Pregnancy has definitely thrown a wrench in my work in recent months and drastically changed the course of my fall plans. As I mentioned in my first post here, this second pregnancy was planned, but still arrived sooner than expected, so we've had to make some minor adjustments to our family's timeline. And while working for myself means that I get to call the shots in terms of how I manage my workload, the particular line of work I'm in -- wholly unpredictable and physically taxing -- makes working while pregnant a lot trickier this time than it was when I had a 9 to 5 office job in my first pregnancy two years ago.
Last night, I came home from the second birth utterly exhausted, which surprised me. Sure, I'd been either at the office or with my client since 8 that morning, but still -- a 13 hour day?

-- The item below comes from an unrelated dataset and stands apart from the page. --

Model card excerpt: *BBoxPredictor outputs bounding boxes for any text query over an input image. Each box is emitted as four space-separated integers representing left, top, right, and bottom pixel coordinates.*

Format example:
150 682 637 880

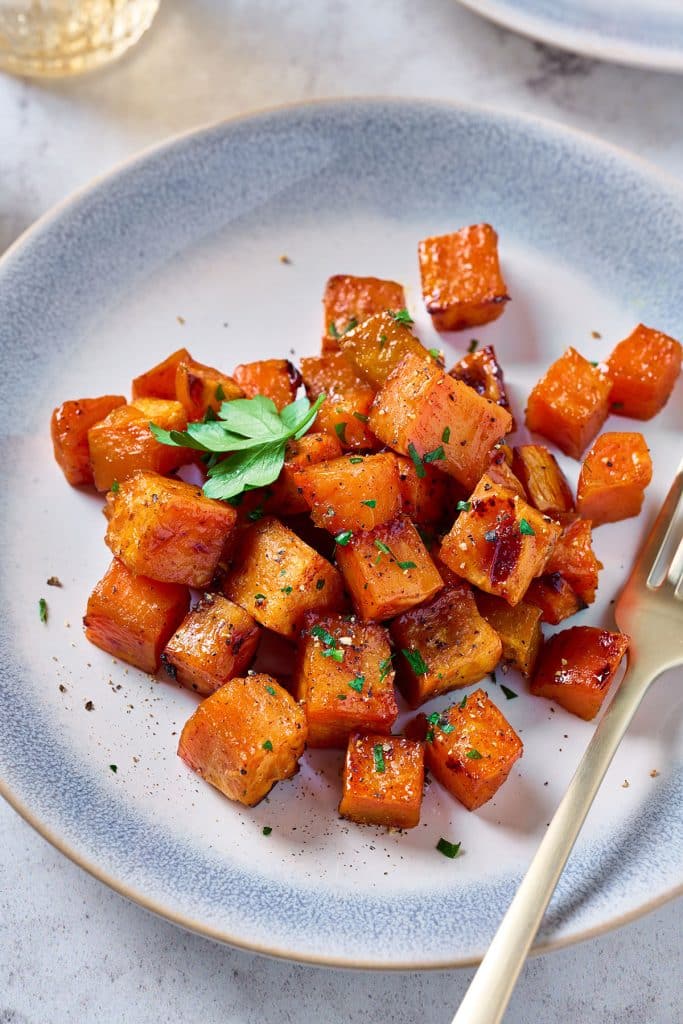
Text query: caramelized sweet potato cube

That's nothing. Or, at least, it used to be nothing, back before I was gestating.
My kiddo went to bed late last night, but got up at her usual time this morning, so I wasn't sure how the day would go. We had breakfast, then went out for a neighborhood walk. We stopped at some local shops, grabbed a snack, and came home. I was tired, she was tired, and I was calling an early naptime. Normally, her mid-day nap is when I get things done for myself, whether it be dishes, writing, or catching up on emails, but today I decided to join her instead. Two and a half hours later, we both woke up rested and in good spirits and it was clear I'd made the right call.
One of the toughest things about this pregnancy so far is remembering to take care of myself. With a demanding (yet amazing) job and an extremely active toddler, it's easy to forget that I'm working all the time. Even when I'm relaxing on the couch, my body is hard at work. I've been actively working on my nutrition in the past week and can already see a difference in my energy levels. Now I need to start focusing on sleep, excersise, and finding balance. I don't intend to stop working for a couple of more months, but it's clear I need to improve on my self-care habits so I can continue to take care of myself and my clients to the level we all deserve.
How did you find work/life balance while pregnant? If your job was physically or emotionally taxing, what sorts of adjustments did you have to make in order to take care of yourself while continuing to do your job well?